State of Colorado map.

Several years ago, a woman called the Colorado Historical Society and asked to speak with someone about a problem with a historic sign on U.S. Highway 85.  Our information officer directed the woman’s call to me.  At that time I was working in the Society’s roadside interpretation program, the office responsible for creating, placing, and maintaining interpretive highway markers across the state.  As the woman told me her remarkable story, I realized that her sign problem signified a larger issue.  It symbolized an entire town’s fight to preserve its identity and history.

Although I have forgotten the caller’s name, I remember her story well.  She lived in Nunn, a small town twenty miles north of Greeley on U.S. 85.  Everyone who drives through town will notice a 130-foot-high water tower emblazoned with the slogan, “Watch Nunn Grow.” A few years ago, a telecommunications company wanted to attach a cell phone antenna assembly to the tower.  The caller was concerned that the antenna would diminish the historic tower’s integrity.  I referred her to the Society’s Office of Archaeology and Historic Preservation and did not think about the tower again until someone brought Nunn’s recent historic preservation successes to my attention.

Revisiting the town’s story, I was happy to learn that the water tower remains unblemished by modern protrusions.  But the town itself is changing.  Property owners, taking their cue from the tower’s eighty-year-old slogan, are building new homes in several locations in town and on its fringes.  For the first time in recent memory, Nunn is growing.

Any kind of change, good or bad, inspires reflection.  Just as a beacon mounted atop the water tower once guided airplanes between Denver and Cheyenne, local historians show newcomers and old timers alike how this new present connects to the past.  These historians tell their stories inside the old municipal hall, now reincarnated as the Northern Drylanders Museum.

Standing in the water tower’s shadow, the museum building itself conveys a sense of Nunn’s past.  Like all of Colorado’s dry-land farming communities, Nunn suffered from low rainfall, low crop yields, and low prices for agricultural products during the Great Depression.  In late 1933, the Civil Works Administration (a New Deal relief program) temporarily boosted incomes and spirits by helping to build a municipal hall in Nunn.  The town provided the land, equipment, and materials, while the CWA paid the men’s wages.  However, the federal government shut down the CWA before the building could be completed.  Unfazed by the setback, local citizens raised enough money to finish the job by staging benefit dances and other events.  The first dance inaugurated the building’s term as Nunn’s social and civic center.  During the following decades, the building hosted athletic events, school dances, weddings, and family reunions.  It also housed the town clerk, police station, and fire department.  But as area schools built new gymnasiums and auditoriums, the municipal hall became a vacated and forgotten shell.

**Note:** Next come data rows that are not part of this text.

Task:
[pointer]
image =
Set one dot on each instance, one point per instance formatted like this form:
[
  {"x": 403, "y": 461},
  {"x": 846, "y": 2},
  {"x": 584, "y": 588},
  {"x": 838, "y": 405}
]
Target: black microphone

Three years ago, the High Plains Historical Society rescued the building and converted it into a museum.  But before the members could bring the history of northern Weld County to life, they needed to resuscitate the aging facility.  A 1949 fire had damaged roof trusses, while the concrete walls, windows, and exterior paint had suffered from deferred maintenance and weathering.  Realizing that such a project exceeded the society’s financial means, the society’s members turned to the State Historical Fund for help.

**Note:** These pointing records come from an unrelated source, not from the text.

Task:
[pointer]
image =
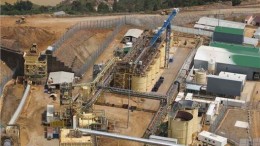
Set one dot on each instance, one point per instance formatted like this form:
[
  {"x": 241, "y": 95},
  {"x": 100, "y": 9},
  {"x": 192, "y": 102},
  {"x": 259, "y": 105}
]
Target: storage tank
[
  {"x": 85, "y": 92},
  {"x": 211, "y": 66},
  {"x": 153, "y": 71},
  {"x": 162, "y": 56},
  {"x": 139, "y": 83},
  {"x": 149, "y": 77},
  {"x": 181, "y": 127},
  {"x": 201, "y": 77}
]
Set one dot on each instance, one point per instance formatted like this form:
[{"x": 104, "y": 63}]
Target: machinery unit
[
  {"x": 74, "y": 138},
  {"x": 181, "y": 127},
  {"x": 35, "y": 65}
]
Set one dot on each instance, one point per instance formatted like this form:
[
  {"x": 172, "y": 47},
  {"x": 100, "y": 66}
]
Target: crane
[{"x": 166, "y": 26}]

The High Plains Historical Society received a SHF grant to conduct a historic structure assessment in 2002.  The completed report recommended a comprehensive rehabilitation to address structural defects, building accessibility problems, and safety hazards.  Work began in 2003 and will be completed next year.  The State Historical Fund contributed $156,092 to the project.

When the Northern Drylanders Museum opens to the public in 2004, it will resume its historic role as Nunn’s social center.  Its gallery will fill with school children and other curious patrons in the spring and the annual fall festival will be held there in August.  If you decide to visit, just drive twenty miles north of Greeley on U.S. 85 and look for a water tower.  You can’t miss it.  Just don’t try to call the museum with your cell phone.